Is this what you see too ? @ldouze , or something similar

ldouze commented 4 years ago

My knowledge doesnt extend that far, but as an example see some logs attached: On Tuesday, July 7, 2020, 10:42:43 AM GMT+2, Nishant Das notifications@github.com wrote:

I did get this today: unexpected fault address 0x7f5dbc9d705c fatal error: fault [signal SIGSEGV: segmentation violation code=0x1 addr=0x7f5dbc9d705c pc=0x15c1637]

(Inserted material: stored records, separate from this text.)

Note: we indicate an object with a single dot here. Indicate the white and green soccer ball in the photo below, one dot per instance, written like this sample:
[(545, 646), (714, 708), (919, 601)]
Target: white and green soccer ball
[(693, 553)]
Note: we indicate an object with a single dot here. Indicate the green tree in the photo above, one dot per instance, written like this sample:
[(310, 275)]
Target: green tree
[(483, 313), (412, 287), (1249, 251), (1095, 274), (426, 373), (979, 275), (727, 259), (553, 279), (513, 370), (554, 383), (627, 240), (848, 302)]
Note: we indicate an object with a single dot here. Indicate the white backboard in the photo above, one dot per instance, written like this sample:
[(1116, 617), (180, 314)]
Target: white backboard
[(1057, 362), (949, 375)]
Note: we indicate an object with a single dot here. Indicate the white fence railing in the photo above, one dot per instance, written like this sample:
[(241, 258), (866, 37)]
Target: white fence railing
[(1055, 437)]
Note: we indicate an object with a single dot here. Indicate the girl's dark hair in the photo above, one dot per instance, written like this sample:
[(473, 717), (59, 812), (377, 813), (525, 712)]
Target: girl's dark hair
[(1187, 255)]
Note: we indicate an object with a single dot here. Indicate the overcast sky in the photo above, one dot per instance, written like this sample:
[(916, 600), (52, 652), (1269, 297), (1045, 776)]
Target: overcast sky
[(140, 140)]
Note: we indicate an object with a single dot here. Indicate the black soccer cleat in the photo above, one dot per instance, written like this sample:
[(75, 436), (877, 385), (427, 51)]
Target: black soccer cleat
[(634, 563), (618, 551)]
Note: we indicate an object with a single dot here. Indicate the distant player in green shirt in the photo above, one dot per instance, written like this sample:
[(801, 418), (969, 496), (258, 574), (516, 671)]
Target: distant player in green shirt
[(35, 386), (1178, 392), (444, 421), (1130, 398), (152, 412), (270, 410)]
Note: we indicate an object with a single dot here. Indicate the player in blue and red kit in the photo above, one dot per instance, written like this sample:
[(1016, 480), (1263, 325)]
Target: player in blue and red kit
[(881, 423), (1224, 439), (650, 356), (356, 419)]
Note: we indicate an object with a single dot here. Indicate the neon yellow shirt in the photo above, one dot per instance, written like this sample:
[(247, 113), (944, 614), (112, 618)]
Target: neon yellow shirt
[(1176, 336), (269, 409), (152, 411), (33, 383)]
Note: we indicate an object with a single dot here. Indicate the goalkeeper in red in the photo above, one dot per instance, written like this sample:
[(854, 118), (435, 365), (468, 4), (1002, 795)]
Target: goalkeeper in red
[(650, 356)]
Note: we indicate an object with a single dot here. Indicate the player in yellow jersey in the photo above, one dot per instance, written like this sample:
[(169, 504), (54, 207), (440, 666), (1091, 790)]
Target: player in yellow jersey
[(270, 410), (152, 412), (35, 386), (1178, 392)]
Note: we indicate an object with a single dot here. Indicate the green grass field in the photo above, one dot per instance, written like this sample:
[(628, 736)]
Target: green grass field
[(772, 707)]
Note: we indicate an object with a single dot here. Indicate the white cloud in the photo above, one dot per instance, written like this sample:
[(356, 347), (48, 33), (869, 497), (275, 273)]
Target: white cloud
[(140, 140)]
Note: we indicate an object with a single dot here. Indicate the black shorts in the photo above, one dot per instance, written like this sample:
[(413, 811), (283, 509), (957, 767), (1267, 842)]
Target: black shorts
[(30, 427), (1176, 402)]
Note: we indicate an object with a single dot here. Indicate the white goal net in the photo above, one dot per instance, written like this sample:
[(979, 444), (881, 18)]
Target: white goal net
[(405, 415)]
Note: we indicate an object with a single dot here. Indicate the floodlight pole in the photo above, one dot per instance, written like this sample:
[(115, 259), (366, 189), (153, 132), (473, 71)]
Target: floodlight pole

goroutine 241 [running]: runtime.throw(0x5c9b20, 0x5) GOROOT/src/runtime/panic.go:1116 +0x72 fp=0xc00161dd20 sp=0xc00161dcf0 pc=0x158d042 runtime.sigpanic() GOROOT/src/runtime/signal_unix.go:702 +0x3cc fp=0xc00161dd50 sp=0xc00161dd20 pc=0x15a406c runtime.memmove(0xc013b78780, 0x7f5dbc9d705c, 0x20) GOROOT/src/runtime/memmove_amd64.s:181 +0x147 fp=0xc00161dd58 sp=0xc00161dd50 pc=0x15c1637 github.com/prysmaticlabs/prysm/shared/bytesutil.SafeCopyBytes(...) shared/bytesutil/bytes.go:196 github.com/prysmaticlabs/prysm/beacon-chain/state.CopyCheckpoint(...) beacon-chain/state/cloners.go:68 github.com/prysmaticlabs/prysm/beacon-chain/blockchain.(Service).Start(0xc0000ba800) beacon-chain/blockchain/service.go:180 +0x107a fp=0xc00161dfd8 sp=0xc00161dd58 pc=0x235aeda runtime.goexit() GOROOT/src/runtime/asm_amd64.s:1373 +0x1 fp=0xc00161dfe0 sp=0xc00161dfd8 pc=0x15c0331 created by github.com/prysmaticlabs/prysm/shared.(ServiceRegistry).StartAll shared/service_registry.go:46 +0x23e

Is this what you see too ? @ldouze , or something similar

— You are receiving this because you were mentioned. Reply to this email directly, view it on GitHub, or unsubscribe.

rauljordan commented 4 years ago

Update on this @nisdas ?

nisdas commented 4 years ago

This looks like a non prysm error, looks to be an issue with the specific machine. So closing this for now.